Your WordPress site has 200 pages. Google has indexed 47. Where are the other 153?
This is a more common scenario than most site owners realize. You publish content, wait weeks, check Google Search Console, and discover that half your site is invisible to search engines. The fix is often embarrassingly simple: a properly configured XML sitemap.
An XML sitemap is a structured file that lists every URL on your site that you want search engines to find. Think of it as handing Google a table of contents instead of hoping their crawler stumbles across every page through internal links alone. Without one, you are relying entirely on Google's ability to follow your site's link structure — and on sites with orphan pages, deep hierarchies, or thin internal linking, that's a gamble.
Why XML Sitemaps Actually Matter
There is a persistent myth that sitemaps are optional because Google is "smart enough" to find everything. While Google's crawler is sophisticated, it has a crawl budget — a limited number of pages it will crawl on your site in any given period. A sitemap helps Google allocate that budget efficiently.
Here is when sitemaps are particularly critical:
- New sites — Few or no external backlinks means Google has limited entry points to discover your content.
- Large sites (500+ pages) — Deep pages that are 4+ clicks from the homepage are often missed without a sitemap.
- Sites with orphan pages — Pages with no internal links pointing to them are invisible to crawlers unless listed in a sitemap.
- Sites that publish frequently — Sitemaps with
lastmoddates tell Google which pages have changed, speeding up re-indexing. - Media-heavy sites — Video and image sitemaps help your media appear in Google's dedicated search verticals.
A sitemap helps with discovery and indexing, not ranking. But a page can't rank if Google doesn't know it exists. Discovery is the prerequisite.
7 Common XML Sitemap Mistakes
Most WordPress sites have a sitemap. Most of those sitemaps have problems. Here are the mistakes we see most often:
1. Including noindex pages in the sitemap
If you've set a page to noindex via your SEO plugin but it still appears in your sitemap, you're sending Google a contradictory signal: "Index this page. Also, don't index this page." Google will flag this as a conflict in Search Console. A properly configured sitemap plugin should automatically exclude noindex pages — many don't.
2. Submitting thin archive pages
Tag archives, date archives, and author archives often contain nothing but a list of links. Including them inflates your sitemap with low-value URLs and dilutes the signal. Unless your archive pages have substantial unique content, exclude them.
3. Running multiple sitemap sources
WordPress 5.5 introduced built-in sitemaps at /wp-sitemap.xml. If you also have an SEO plugin generating sitemaps at /sitemap_index.xml, Google sees two competing versions. Pick one and disable the other.

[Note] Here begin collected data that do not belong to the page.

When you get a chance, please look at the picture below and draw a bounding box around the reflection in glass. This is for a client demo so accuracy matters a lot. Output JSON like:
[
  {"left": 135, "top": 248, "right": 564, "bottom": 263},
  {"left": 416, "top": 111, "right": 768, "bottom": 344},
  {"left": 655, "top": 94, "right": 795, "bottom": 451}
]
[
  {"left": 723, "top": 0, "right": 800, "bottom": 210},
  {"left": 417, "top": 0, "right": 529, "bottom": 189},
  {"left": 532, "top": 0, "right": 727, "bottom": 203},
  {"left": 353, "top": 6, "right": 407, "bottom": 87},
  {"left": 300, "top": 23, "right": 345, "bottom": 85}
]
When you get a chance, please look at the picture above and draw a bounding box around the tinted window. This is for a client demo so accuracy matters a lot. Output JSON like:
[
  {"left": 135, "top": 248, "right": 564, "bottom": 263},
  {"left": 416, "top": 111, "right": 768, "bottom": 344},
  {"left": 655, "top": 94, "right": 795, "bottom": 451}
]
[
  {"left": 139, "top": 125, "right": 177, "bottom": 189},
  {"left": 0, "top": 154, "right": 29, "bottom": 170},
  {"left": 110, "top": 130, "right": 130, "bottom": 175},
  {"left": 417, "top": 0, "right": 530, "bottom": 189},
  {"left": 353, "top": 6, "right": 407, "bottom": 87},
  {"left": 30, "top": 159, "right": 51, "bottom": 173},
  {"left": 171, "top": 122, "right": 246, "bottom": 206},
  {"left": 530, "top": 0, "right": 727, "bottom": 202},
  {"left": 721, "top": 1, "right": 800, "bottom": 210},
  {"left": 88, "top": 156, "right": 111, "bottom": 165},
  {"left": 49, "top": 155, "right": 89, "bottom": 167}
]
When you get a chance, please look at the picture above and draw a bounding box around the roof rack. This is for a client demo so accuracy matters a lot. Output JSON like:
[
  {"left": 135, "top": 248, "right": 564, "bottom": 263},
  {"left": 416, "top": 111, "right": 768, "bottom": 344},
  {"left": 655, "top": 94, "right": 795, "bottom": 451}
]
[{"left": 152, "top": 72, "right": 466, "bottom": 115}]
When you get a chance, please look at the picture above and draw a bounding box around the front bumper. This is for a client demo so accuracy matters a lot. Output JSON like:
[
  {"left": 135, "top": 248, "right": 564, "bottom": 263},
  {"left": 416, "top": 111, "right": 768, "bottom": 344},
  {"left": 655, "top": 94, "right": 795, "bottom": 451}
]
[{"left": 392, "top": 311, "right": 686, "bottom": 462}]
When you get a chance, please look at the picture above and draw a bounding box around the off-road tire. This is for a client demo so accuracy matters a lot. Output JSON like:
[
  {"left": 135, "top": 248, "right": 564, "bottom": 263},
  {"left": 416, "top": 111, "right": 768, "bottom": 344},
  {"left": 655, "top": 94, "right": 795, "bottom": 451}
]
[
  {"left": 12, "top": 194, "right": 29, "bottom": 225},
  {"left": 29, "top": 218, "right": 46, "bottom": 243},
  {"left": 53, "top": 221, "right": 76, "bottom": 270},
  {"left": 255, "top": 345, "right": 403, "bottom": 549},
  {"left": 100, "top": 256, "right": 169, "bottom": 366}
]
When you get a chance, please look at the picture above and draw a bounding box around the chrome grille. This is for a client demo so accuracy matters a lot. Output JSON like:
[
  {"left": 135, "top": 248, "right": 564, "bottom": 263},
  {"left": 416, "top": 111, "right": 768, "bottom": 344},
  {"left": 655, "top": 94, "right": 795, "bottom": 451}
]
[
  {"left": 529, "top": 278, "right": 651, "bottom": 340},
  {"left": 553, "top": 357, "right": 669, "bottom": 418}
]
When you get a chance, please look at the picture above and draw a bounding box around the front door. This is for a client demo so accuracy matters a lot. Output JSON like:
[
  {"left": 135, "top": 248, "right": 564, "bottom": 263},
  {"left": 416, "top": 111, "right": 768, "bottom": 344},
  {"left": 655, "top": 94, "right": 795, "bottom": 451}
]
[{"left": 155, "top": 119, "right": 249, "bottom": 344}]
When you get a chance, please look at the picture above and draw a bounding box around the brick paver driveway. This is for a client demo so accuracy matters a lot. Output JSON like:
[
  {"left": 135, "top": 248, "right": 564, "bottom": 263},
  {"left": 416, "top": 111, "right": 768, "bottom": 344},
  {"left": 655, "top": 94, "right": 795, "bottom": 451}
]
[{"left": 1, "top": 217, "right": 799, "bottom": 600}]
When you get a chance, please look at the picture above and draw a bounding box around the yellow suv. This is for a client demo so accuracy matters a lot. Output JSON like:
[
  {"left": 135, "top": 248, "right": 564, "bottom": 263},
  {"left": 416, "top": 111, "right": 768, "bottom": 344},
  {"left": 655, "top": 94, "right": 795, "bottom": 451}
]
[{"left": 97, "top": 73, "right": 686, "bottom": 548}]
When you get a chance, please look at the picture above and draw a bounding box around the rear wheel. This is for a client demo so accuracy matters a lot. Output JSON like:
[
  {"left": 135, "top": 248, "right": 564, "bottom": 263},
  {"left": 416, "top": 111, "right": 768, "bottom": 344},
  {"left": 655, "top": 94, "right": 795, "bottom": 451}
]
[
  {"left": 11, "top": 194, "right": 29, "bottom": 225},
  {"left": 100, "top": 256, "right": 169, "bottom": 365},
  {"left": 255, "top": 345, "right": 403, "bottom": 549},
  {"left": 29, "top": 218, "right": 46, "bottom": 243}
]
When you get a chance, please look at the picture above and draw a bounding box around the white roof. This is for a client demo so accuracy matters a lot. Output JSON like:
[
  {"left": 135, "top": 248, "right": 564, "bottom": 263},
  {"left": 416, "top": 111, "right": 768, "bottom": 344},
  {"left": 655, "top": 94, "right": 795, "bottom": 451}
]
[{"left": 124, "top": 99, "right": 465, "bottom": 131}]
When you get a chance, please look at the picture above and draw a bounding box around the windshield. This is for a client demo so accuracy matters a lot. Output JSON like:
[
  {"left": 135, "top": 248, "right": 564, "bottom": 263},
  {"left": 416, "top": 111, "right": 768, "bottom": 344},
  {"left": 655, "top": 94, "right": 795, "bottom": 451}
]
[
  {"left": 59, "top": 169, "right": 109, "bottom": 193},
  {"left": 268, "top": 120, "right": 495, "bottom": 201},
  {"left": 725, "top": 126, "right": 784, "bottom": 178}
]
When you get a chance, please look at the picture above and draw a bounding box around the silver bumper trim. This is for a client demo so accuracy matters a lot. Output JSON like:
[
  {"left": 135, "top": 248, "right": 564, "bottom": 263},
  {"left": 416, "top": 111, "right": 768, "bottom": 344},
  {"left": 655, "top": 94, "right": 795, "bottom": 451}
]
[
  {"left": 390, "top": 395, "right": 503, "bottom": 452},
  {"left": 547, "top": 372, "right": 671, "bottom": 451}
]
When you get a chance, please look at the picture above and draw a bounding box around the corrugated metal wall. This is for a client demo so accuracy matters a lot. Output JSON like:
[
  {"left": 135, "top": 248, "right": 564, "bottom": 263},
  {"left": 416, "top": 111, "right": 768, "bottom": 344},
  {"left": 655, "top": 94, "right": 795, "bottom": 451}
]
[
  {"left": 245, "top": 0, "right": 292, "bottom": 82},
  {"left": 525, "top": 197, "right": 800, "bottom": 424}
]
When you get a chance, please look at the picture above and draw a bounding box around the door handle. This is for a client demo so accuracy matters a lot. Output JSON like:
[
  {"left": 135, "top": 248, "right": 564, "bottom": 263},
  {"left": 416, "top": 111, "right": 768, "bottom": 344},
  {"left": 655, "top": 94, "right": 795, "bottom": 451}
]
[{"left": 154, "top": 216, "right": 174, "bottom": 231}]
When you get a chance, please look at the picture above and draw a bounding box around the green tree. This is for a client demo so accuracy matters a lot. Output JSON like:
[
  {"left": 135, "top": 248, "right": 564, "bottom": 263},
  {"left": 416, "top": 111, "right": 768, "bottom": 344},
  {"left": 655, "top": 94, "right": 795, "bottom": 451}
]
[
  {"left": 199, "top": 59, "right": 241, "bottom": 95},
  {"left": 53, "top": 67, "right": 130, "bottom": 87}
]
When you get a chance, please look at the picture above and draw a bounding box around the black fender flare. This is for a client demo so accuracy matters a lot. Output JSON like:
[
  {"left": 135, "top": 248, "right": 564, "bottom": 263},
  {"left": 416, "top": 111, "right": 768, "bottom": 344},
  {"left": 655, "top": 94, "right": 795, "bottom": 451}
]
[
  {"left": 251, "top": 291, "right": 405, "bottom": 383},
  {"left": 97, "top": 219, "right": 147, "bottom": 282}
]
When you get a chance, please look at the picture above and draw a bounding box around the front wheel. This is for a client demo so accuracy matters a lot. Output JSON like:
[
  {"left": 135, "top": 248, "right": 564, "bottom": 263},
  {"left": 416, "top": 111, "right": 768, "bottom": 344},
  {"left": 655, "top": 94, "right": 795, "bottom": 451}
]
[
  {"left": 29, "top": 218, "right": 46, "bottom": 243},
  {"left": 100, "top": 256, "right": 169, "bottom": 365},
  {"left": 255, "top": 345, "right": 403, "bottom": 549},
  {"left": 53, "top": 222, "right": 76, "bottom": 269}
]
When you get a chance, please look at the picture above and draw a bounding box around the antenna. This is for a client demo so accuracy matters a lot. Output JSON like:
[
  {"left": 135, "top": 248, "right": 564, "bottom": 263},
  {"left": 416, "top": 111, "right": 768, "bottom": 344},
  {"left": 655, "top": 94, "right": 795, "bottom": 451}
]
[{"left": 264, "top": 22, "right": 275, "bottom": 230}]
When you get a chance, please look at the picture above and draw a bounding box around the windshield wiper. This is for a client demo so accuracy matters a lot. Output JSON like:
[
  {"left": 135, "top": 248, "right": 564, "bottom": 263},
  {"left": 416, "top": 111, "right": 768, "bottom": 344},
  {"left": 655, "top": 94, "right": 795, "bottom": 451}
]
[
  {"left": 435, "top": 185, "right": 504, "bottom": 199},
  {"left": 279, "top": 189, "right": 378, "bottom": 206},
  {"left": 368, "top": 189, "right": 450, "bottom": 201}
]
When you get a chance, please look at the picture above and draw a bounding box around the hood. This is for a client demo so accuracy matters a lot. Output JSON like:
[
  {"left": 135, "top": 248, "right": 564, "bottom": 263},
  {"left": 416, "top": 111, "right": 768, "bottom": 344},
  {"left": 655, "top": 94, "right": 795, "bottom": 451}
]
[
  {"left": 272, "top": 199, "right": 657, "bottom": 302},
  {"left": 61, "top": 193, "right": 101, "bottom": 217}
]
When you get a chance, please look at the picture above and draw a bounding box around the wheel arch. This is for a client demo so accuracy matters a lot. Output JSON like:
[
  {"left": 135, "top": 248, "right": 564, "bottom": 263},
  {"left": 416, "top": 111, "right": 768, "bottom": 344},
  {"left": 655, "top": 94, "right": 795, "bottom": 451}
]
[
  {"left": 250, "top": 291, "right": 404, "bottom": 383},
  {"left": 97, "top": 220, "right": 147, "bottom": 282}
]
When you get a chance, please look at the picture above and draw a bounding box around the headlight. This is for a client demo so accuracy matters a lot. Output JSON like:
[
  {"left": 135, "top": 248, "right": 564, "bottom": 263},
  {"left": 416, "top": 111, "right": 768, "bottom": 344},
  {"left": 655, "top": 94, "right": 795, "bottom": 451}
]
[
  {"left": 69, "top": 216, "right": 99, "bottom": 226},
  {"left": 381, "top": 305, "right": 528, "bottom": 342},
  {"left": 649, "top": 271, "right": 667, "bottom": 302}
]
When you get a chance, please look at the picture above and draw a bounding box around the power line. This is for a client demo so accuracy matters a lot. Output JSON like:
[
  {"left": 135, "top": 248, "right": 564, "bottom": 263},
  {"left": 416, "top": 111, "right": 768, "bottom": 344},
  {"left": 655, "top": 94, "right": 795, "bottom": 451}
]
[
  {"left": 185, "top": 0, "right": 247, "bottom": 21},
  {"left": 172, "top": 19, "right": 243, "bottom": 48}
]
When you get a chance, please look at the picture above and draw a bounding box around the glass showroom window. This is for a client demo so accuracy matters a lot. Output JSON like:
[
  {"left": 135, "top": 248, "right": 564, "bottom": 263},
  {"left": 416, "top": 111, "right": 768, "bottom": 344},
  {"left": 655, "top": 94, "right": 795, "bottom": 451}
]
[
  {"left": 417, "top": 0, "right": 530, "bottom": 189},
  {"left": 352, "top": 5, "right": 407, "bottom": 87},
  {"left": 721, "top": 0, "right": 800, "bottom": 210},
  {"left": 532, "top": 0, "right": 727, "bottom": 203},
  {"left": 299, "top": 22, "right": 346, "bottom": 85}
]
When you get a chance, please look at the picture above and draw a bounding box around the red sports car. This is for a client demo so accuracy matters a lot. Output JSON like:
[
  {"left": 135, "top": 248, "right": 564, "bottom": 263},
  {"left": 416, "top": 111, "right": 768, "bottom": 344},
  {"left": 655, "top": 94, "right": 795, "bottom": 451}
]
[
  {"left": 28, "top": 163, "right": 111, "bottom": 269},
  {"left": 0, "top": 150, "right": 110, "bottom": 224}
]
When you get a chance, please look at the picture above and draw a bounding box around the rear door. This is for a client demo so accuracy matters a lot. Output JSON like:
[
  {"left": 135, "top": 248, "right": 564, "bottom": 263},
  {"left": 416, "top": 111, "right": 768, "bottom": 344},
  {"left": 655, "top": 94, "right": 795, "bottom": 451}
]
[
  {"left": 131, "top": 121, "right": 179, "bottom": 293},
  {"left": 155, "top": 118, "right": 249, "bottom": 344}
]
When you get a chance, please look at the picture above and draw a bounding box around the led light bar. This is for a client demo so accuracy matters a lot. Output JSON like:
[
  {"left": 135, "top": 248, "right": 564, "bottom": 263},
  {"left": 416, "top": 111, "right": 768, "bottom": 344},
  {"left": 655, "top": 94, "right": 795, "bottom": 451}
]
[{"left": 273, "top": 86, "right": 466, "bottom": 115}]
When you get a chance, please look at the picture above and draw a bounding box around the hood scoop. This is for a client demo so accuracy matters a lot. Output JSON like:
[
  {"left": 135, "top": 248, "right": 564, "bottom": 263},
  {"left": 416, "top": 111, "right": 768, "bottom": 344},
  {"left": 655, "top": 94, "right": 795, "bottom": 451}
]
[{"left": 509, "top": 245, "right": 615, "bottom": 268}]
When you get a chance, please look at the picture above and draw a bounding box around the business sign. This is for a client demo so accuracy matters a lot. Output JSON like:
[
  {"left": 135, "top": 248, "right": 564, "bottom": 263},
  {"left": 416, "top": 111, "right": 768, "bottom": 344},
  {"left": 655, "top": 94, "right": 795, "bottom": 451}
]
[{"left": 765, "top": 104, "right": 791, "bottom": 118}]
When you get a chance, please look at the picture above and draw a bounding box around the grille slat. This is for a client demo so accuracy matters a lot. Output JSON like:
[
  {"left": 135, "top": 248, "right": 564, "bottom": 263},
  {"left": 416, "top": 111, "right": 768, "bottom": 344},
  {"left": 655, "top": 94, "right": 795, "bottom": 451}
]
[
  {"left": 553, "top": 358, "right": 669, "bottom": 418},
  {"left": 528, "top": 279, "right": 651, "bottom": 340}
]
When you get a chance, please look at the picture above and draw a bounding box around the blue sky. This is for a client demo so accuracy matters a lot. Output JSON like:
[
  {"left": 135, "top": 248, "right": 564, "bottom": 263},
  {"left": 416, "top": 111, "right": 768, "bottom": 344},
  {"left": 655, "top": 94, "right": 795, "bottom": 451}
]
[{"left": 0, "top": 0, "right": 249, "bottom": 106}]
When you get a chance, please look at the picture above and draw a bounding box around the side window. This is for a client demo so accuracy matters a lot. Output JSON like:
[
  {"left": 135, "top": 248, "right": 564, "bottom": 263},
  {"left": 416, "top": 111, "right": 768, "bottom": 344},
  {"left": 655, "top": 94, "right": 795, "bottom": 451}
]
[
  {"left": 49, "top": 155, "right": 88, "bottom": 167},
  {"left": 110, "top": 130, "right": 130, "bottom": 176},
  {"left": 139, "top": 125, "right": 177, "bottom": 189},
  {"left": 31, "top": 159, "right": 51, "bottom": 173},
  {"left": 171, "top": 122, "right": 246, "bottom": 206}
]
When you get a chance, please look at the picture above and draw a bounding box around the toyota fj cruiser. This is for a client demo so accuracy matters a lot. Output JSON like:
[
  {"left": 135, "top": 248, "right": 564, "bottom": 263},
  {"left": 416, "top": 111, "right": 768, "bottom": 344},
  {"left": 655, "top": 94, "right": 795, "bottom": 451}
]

4. Never submitting to Google Search Console
Generating a sitemap is half the job. If you never submit it in Google Search Console, you're relying on Google to discover it through your robots.txt reference. Submit it directly and you'll get indexing status reports, error alerts, and coverage data.
5. Forgetting to exclude utility pages
Thank-you pages, login pages, cart pages, staging URLs — these don't belong in your sitemap. They waste crawl budget and can expose pages you'd rather keep private.
6. Not using specialized sitemaps
A basic post/page sitemap is the minimum. If you have embedded videos, you're missing out on Google Video search visibility without a video sitemap. If you publish time-sensitive news content, a news sitemap (limited to articles from the last 48 hours) is required for Google News inclusion.
7. Caching the sitemap XML
Page caching plugins sometimes cache your sitemap XML file. When you publish a new post, your sitemap still shows the old version until the cache expires. Add sitemap*.xml to your cache plugin's exclusion list.
How to Set Up XML Sitemaps Properly
We'll walk through this using SEObolt, which generates and manages sitemaps automatically. The principles apply regardless of which plugin you use.
Step 1: Enable sitemaps and disable WordPress core sitemaps
In SEObolt > Settings > Sitemap, make sure sitemaps are enabled and "Override WP Core Sitemaps" is turned on. This prevents the duplicate sitemap problem described above.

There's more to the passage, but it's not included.